I would offer these thoughts. In marriage, contraception has a way of divorcing sex from love. When sexual relations between spouses loses part of its full power, that is, the ability to procreate, what is also lost is the power to communicate “I love you, and I give my whole self to you.” When this happens, rather than a spouse who is embraced and loved as the person that she is, more and more the woman becomes simply the object of sexual pleasure for the man. By God’s design, women are especially sensitive and perceptive to this reality. A woman intuitively knows when she is being used. So the use of contraception in marriage has not liberated the woman, but rather leads her to enslavement, leads her to being an object to be used, even by her husband.

This enslavement becomes an even starker reality when abortion becomes involved. Again, touted as a liberator of women when faced with an unwanted pregnancy, in reality it rips at her motherly heart, enslaving her in a reality of regret and sorrow at her lost child. Abortion’s ready availability also only expands the ways in which the woman can become enslaved by men as access to abortion makes it even easier for men to use women without the thought of any consequences.

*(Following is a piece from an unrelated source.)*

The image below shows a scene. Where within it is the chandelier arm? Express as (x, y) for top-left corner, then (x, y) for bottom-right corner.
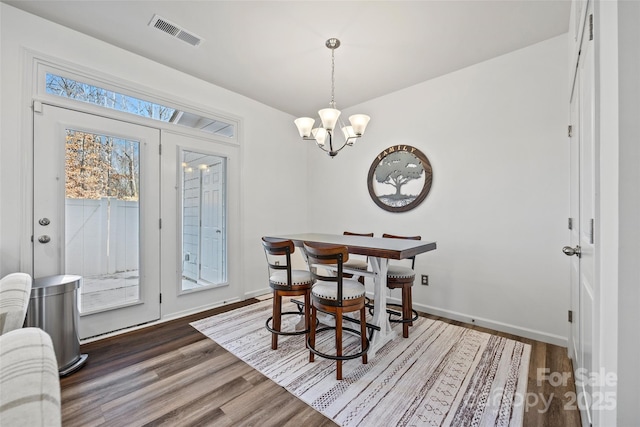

Indeed, Pope John Paul’s question has become as poignant today as ever: has the woman really become liberated or has she not rather become enslaved?

It is not hard to see the hand of Satan behind this, tempting women with the promise of freedom when in reality she is being offered enslavement. And Satan knows what he is doing. To enslave the culture of our age, it is enough to enslave the woman. Pope John Paul II also pointed out that the culture flows through the heart of the woman so important is the role of the woman in family life, in raising children, in society in general (see “On the Dignity of Women,” No. 30). If the woman is enslaved, the result is death, death of the culture, death of marriage, death of true love, the death of life itself.

Satan is on the attack in our age, and the battle line is indeed the heart of the woman.